Sous la pression intérieure et extérieure, et face à l’insistance des forces politiques pour que la question des armes soit discutée au Conseil des ministres, centre de décision, il a pris l’initiative dans un contexte marqué par l’accélération des évolutions régionales. Washington a proposé son aide pour consolider le cessez-le-feu au sud. Il donc saisi cette opportunité et transformé la proposition américaine en une initiative libanaise, après l’avoir amendée avec le président Nabih Berry.

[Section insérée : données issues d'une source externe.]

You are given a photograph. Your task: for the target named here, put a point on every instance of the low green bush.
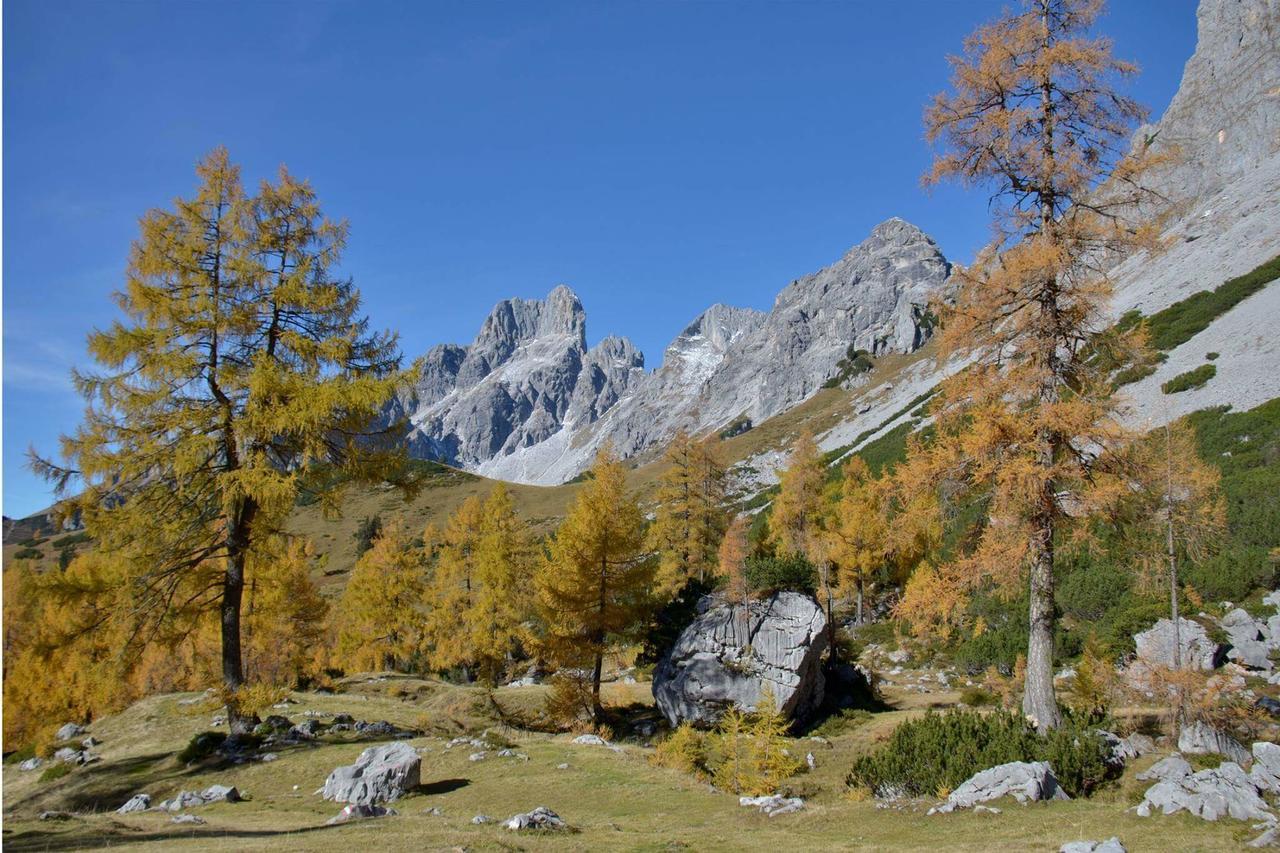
(767, 575)
(940, 751)
(1191, 379)
(55, 771)
(201, 746)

Il fallait choisir entre la prospérité ou le suicide, entre l’intégration internationale du Liban ou son isolement et la privation d’aides. Aoun a donc informé les pays frères et amis ainsi que les Nations unies de la décision, en affirmant que le Liban s’engageait à l’appliquer, et demandé à l’émissaire américain qu’Israël, de son côté, respecte ses obligations de retrait, de libération des prisonniers et de cessation des violations.

Inéluctable

Les médiations internes et externes se multiplient pour retisser les liens entre Baabda et le tandem. Aoun se dit «ouvert à toute discussion sous l’égide de l’État». Le député Mohammad Raad a répliqué via le conseiller du président Aoun, le général de brigade André Rahal: «Si vous appliquez la décision telle quelle, ce sera l’affrontement. Mais si vous voulez coopérer, nous avons nos plans et vous les vôtres. Discutons-en.»

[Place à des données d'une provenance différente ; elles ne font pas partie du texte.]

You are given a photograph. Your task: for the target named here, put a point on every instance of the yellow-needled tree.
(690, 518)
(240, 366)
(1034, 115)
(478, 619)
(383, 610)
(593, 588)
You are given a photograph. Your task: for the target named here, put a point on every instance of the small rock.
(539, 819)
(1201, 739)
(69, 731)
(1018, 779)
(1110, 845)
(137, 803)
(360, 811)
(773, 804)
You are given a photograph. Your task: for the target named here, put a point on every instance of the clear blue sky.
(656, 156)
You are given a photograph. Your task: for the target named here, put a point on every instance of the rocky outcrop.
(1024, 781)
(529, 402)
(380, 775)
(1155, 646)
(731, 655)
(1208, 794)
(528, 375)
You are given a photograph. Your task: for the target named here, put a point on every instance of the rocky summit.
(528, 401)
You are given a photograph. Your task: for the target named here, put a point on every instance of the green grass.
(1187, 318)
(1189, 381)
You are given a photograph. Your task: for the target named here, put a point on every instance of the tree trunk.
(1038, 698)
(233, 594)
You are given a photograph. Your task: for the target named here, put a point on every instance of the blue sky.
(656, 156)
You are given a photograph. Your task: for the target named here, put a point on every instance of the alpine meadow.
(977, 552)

Les milieux informés n’excluent pas, avant que l’armée ne finalise son plan pour le mécanisme de remise des armes, une rencontre entre les présidents Aoun et Berry, et ce avant la séance du 2 septembre consacrée à la discussion du plan. Le tandem chiite s’est rassuré des positions de l’armée, qui a indiqué que le plan sera à la fois sécuritaire et politique, et sera fondé sur une approche graduelle, sans recours à une mise en œuvre par la force.

L’armée affirme son refus de toute confrontation de rue et exige une décision politique qui supervise le processus d’exécution. Le Hezbollah, de son côté, tente d’éviter un affrontement avec l’armée. Il n’y recourra donc pas, car l’État, les forces politiques et les institutions ne soutiennent plus son arsenal, celui-ci ayant perdu sa légitimité.

La remise des armes est désormais inéluctable, à commencer par celles des factions palestiniennes, même si le calendrier exact reste flexible. «Il n’y aura plus d’armes illégales après 2025, et pas d’élections législatives sous la menace des armes», tranche un responsable souverainiste.

La décision du gouvernement, poursuit-il, «est un tournant que l’on n’imaginait pas possible après l’échec du compromis. La décision a été prise, et il revient désormais au gouvernement de la mettre en œuvre, avec la contribution des forces politiques à l’application de l’accord de Taëf. Quant à ceux qui réclament sa révision, nous demanderons, une fois les armes remises, l’ouverture d’une table de dialogue national où nous présenterons une proposition complète, dans une formule évolutive, inscrite dans le cadre du pluralisme, encadrée par la loi et dans l’unité nationale».

«Les rumeurs de guerre civile appartiennent au passé et ses conditions qui n’ont plus lieu d’être. Aucun soutien, soit-il interne ou externe, ne peut lui servir de couverture. D’ailleurs, le Hezbollah est désormais à découvert après sa guerre avec Israël», conclut-il.